Mobile Edge Computing (MEC) is considered an essential future service for the implementation of 5G networks and the Internet of Things, as it is the best method of delivering computation and ...communication resources to mobile devices. It is based on the connection of the users to servers located on the edge of the network, which is especially relevant for real-time applications that demand minimal latency. In order to guarantee a resource-efficient MEC (which, for example, could mean improved Quality of Service for users or lower costs for service providers), it is important to consider certain aspects of the service model, such as where to offload the tasks generated by the devices, how many resources to allocate to each user (specially in the wired or wireless device-server communication) and how to handle inter-server communication. However, in the MEC scenarios with many and varied users, servers and applications, these problems are characterized by parameters with exceedingly high levels of dimensionality, resulting in too much data to be processed and complicating the task of finding efficient configurations. This will be particularly troublesome when 5G networks and Internet of Things roll out, with their massive amounts of devices. To address this concern, the best solution is to utilize Machine Learning (ML) algorithms, which enable the computer to draw conclusions and make predictions based on existing data without human supervision, leading to quick near-optimal solutions even in problems with high dimensionality.
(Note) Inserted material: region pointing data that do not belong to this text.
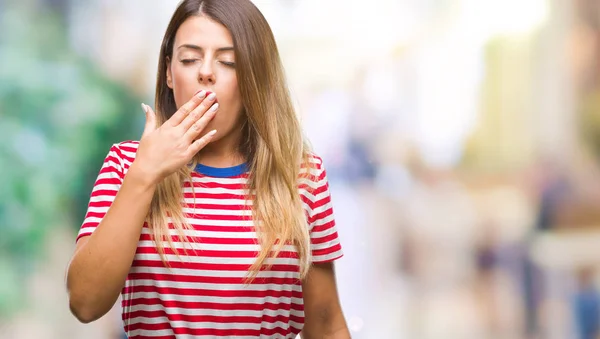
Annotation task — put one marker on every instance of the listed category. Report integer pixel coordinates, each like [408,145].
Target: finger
[194,131]
[197,145]
[150,125]
[186,109]
[198,112]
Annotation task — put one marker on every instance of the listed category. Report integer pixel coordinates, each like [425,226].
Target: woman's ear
[169,75]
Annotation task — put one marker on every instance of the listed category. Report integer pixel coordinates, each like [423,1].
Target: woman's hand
[165,149]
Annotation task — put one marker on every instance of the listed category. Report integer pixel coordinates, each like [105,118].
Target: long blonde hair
[272,141]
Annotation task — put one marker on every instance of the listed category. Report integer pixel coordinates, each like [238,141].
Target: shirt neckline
[222,172]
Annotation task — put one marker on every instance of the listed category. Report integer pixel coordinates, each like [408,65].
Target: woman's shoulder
[313,163]
[125,151]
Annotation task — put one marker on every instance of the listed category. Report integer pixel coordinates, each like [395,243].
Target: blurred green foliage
[58,117]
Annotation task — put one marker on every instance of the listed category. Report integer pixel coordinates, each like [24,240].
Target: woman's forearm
[99,268]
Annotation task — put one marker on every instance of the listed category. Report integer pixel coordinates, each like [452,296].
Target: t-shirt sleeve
[104,191]
[324,239]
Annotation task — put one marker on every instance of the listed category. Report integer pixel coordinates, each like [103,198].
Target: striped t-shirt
[203,292]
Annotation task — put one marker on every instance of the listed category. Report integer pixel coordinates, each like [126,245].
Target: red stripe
[211,267]
[208,318]
[193,305]
[324,227]
[109,193]
[212,280]
[208,240]
[327,251]
[214,293]
[205,195]
[321,215]
[212,253]
[327,238]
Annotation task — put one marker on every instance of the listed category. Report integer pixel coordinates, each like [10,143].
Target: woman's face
[203,59]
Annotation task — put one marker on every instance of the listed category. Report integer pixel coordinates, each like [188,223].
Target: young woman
[218,222]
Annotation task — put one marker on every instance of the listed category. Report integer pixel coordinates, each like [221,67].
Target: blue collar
[224,172]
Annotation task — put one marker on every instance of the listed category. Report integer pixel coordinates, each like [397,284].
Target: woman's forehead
[203,32]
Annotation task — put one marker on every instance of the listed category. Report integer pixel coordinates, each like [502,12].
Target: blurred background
[461,137]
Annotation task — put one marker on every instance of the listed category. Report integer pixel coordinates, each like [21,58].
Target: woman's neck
[222,153]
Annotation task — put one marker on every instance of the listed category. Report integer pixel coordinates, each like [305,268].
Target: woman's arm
[323,317]
[101,262]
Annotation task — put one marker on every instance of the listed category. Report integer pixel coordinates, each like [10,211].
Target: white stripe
[109,175]
[210,211]
[228,181]
[210,324]
[328,257]
[215,190]
[210,299]
[211,273]
[109,187]
[209,312]
[223,202]
[214,260]
[208,234]
[223,287]
[97,209]
[214,247]
[151,333]
[102,198]
[324,233]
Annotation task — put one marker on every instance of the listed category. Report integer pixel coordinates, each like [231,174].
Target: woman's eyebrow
[200,49]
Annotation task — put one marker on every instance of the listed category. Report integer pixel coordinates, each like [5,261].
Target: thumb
[150,120]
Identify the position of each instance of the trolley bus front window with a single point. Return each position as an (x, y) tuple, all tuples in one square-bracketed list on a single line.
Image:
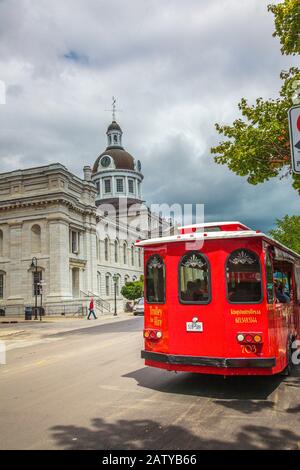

Indeed, in scenarios with too much data and too many parameters, ML algorithms are often the only feasible alternative. In this paper, a comprehensive survey on the use of ML in MEC systems is provided, offering an insight into the current progress of this research area. Furthermore, helpful guidance is supplied by pointing out which MEC challenges can be solved by ML solutions, what are the current trending algorithms in frontier ML research and how they could be used in MEC. These pieces of information should prove fundamental in encouraging future research that combines ML and MEC.